IV. Jean-Claude Vautier, Bernard Campiche, Anne de Montmollin et Jean-Daniel Burkhalter, débiteurs solidaires, verseront à la Commune d’Orbe une indemnité de 1'500 (mille cinq cents) francs à titre de dépens.
V. Jean-Claude Vautier, Bernard Campiche, Anne de Montmollin et Jean-Daniel Burkhalter, débiteurs solidaires, verseront à Claude Schulz une indemnité de 1'500 (mille cinq cents) francs à titre de dépens.
Lausanne, le 28 décembre 2011
Le président:
Le présent arrêt est communiqué aux destinataires de l'avis d'envoi ci-joint.

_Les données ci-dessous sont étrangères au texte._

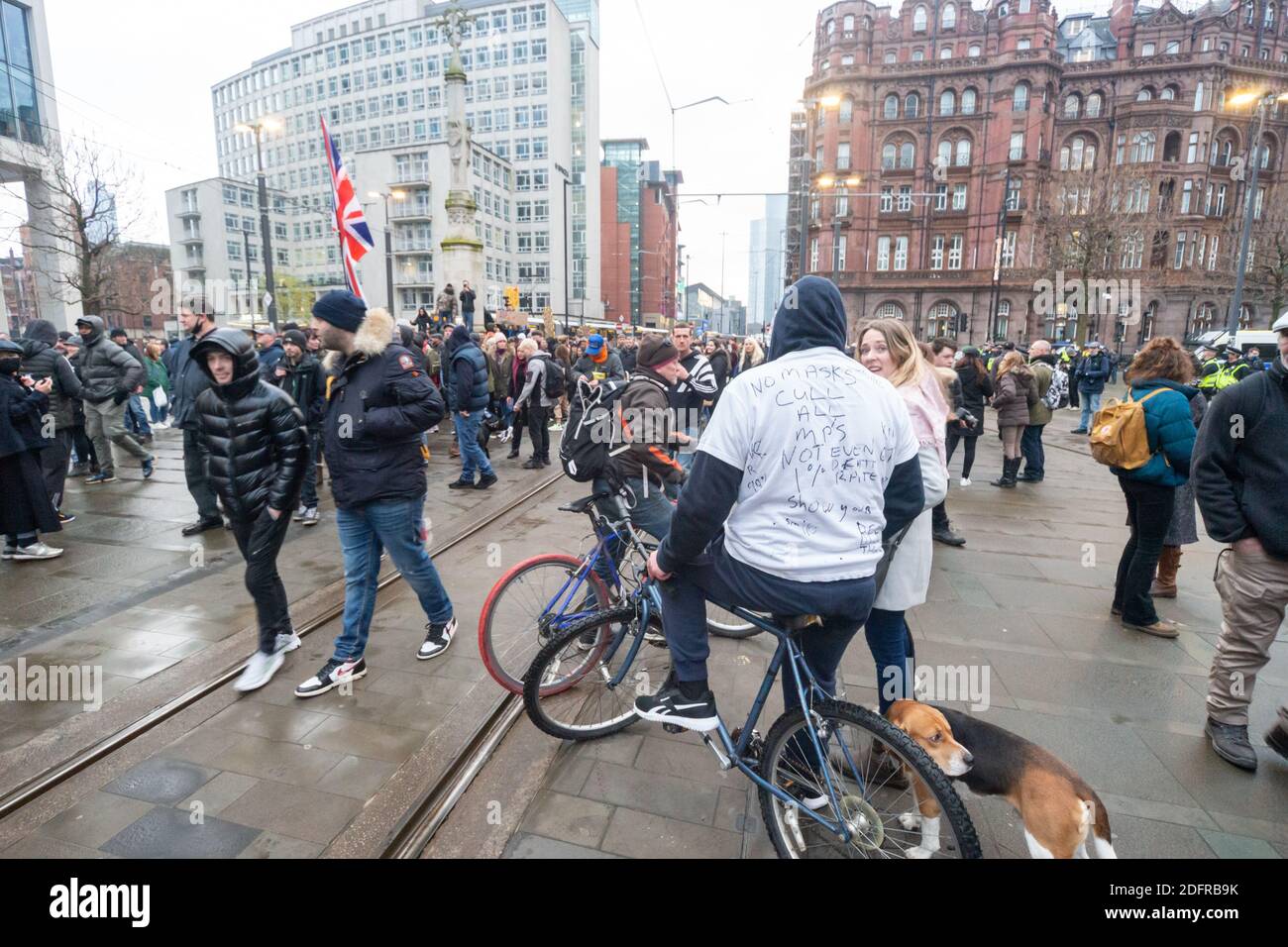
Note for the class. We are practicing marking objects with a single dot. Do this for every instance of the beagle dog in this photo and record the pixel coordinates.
(1060, 812)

Il peut faire l'objet, dans les trente jours suivant sa notification, d'un recours au Tribunal fédéral. Le recours en matière de droit public s'exerce aux conditions des articles 82 ss de la loi du 17 juin 2005 sur le Tribunal fédéral (LTF - RS 173.110), le recours constitutionnel subsidiaire à celles des articles 113 ss LTF. Le mémoire de recours doit être rédigé dans une langue officielle, indiquer les conclusions, les motifs et les moyens de preuve, et être signé. Les motifs doivent exposer succinctement en quoi l’acte attaqué viole le droit. Les pièces invoquées comme moyens de preuve doivent être jointes au mémoire, pour autant qu’elles soient en mains de la partie; il en va de même de la décision attaquée.